Op-ed views and opinions expressed are solely those of the author.
The term predatory litigation often evokes the image of a sleezy ambulance chaser out to make an easy buck. But the real bandits have their sights set on much larger targets. This practice of weaponizing the legal system in an attempt to extort big payouts from businesses has become an industry of sorts, costing companies, and ultimately their customers, millions of dollars to fight or settle.
According to the U.S. Chamber of Commerce Institute for Legal Reform, America has the world’s most expensive legal system and 79% of American voters see the number of “frivolous” lawsuits as a problem. One study found the cost of the tort system in the United States amounted to $264 billion in 2010, or $3,428 for a family of four. At a time when we are working to recover from the economic shocks of the COVID-19 pandemic, America can ill afford such a significant drain on its economy.
One case that is still playing out in the courts stands out as an example of how massive the cost of litigation abuse can swell in certain circumstances, and how it can have a significant impact on our nation’s businesses.
In March 2018, a jury awarded San Francisco-based tech developer HouseCanary a $706 million award against property valuation and title insurance firm Amrock (then known as Title Source) for allegedly misappropriating trade secrets related to the development of a piece of home appraisal software known as an automated valuation model (AVM). Notable was the disproportionality of this award based on the $5 million per year contract the parties had entered into, and how the award came about only after HouseCanary failed to deliver a functional product to Amrock several months after the contractual due date. Even worse, it also turns out there was no technology to steal.
After Amrock sued due to HouseCanary’s failure to deliver, very much in the bounds of standard business practices, the case then swerved into the realm of perplexity. HouseCanary countersued, lobbing claims that Amrock had misappropriated its intellectual property in the creation of their own automated valuation model called MyAVM. The lawsuit was remarkable in that HouseCanary had no proof it delivered any property or tech to unjustly leverage. One of HouseCanary’s own expert witnesses even testified there was no evidence of “any fingerprints, any clues, any reference to any HouseCanary technology” in Amrock’s product.
Nevertheless, Housecanary’s lawyers painted an emotional tale of David versus Goliath—HouseCanary, of course, the victimized ‘little guy,’ according to their version of the story. They masterfully brushed aside the inconvenient truth of HouseCanary’s failure to deliver by spinning a narrative that Amrock used a “magic coke machine” to reverse engineer Housecanary’s AVM.
The outlandish $706 million verdict compelled whistleblowers to come forward to testify under oath that HouseCanary failed to produce the technology it promised. It also came to light that the Amrock executive who oversaw the AVM project was secretly in cahoots with HouseCanary and planned on joining the company along with obtaining an equity stake.
Fortunately, in a win for the rule of law and fair markets, a Texas appeals court last summer reversed the initial decision and remanded the case for a retrial. The appellate court review determined the jury likely considered invalid legal theories introduced by HouseCanary, among other critical errors, in reaching its initial flawed decision.
Not to let such a hefty payday be snatched from the jaws of victory, HouseCanary is now seeking to take the case to the Texas Supreme Court. Otherwise, they’ll have to hope lightning strikes twice in the same place if a new trial is held, where whistleblower testimony and other new revelations will be front-and-center this time around.
If the award to HouseCanary is allowed to stand, it would have significant legal and financial consequences.

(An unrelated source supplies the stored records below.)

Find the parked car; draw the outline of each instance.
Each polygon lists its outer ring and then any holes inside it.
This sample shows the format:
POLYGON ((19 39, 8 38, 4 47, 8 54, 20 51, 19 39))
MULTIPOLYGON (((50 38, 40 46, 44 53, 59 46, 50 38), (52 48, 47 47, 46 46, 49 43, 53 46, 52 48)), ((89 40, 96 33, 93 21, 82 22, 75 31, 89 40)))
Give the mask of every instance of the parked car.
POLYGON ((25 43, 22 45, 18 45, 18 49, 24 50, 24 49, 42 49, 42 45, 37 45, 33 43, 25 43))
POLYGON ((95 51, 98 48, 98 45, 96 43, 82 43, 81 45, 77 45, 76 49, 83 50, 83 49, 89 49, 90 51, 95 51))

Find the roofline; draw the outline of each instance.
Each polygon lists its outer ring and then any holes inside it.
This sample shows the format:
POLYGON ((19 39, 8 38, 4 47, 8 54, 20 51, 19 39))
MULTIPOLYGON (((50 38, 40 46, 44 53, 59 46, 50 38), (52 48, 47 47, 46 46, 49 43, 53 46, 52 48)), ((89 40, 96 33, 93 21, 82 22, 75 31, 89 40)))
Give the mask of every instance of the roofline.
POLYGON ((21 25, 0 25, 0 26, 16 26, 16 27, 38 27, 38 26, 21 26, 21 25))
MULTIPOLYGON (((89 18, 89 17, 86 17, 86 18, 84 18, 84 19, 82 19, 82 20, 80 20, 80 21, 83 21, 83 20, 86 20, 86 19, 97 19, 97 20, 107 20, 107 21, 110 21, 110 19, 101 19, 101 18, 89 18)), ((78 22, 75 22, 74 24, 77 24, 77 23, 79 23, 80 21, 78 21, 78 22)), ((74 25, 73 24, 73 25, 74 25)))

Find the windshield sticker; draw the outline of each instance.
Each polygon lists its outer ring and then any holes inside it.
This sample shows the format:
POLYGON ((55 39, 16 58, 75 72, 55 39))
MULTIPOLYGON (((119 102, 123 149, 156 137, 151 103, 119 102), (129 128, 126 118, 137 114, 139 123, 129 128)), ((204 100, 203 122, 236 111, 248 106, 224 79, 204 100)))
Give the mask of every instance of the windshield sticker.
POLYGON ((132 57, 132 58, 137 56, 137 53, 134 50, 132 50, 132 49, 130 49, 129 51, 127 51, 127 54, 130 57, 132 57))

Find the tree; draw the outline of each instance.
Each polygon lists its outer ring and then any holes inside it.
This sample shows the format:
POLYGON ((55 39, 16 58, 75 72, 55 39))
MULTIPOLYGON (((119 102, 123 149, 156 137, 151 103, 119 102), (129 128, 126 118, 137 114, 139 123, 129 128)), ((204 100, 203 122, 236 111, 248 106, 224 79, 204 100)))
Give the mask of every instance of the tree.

In an environment where entering into a partnership with an outside firm risks exposure to a legal threat that could cost 140 times more than the contract itself – as it did for Amrock – companies will be dissuaded from collaboration. This will in turn harm consumers who will lose out on the benefits such as new innovative products and services, and new jobs, among other economic and societal gains.
The legal climate for American business has reached a tipping point. Let us hope that in future trials, the courts favor evidence and facts and err on the side of advancing economic growth and opportunity when making their final decisions.
Michael Busler, Ph.D. is a public policy analyst and a Professor of Finance at Stockton University where he teaches undergraduate and graduate courses in Finance and Economics.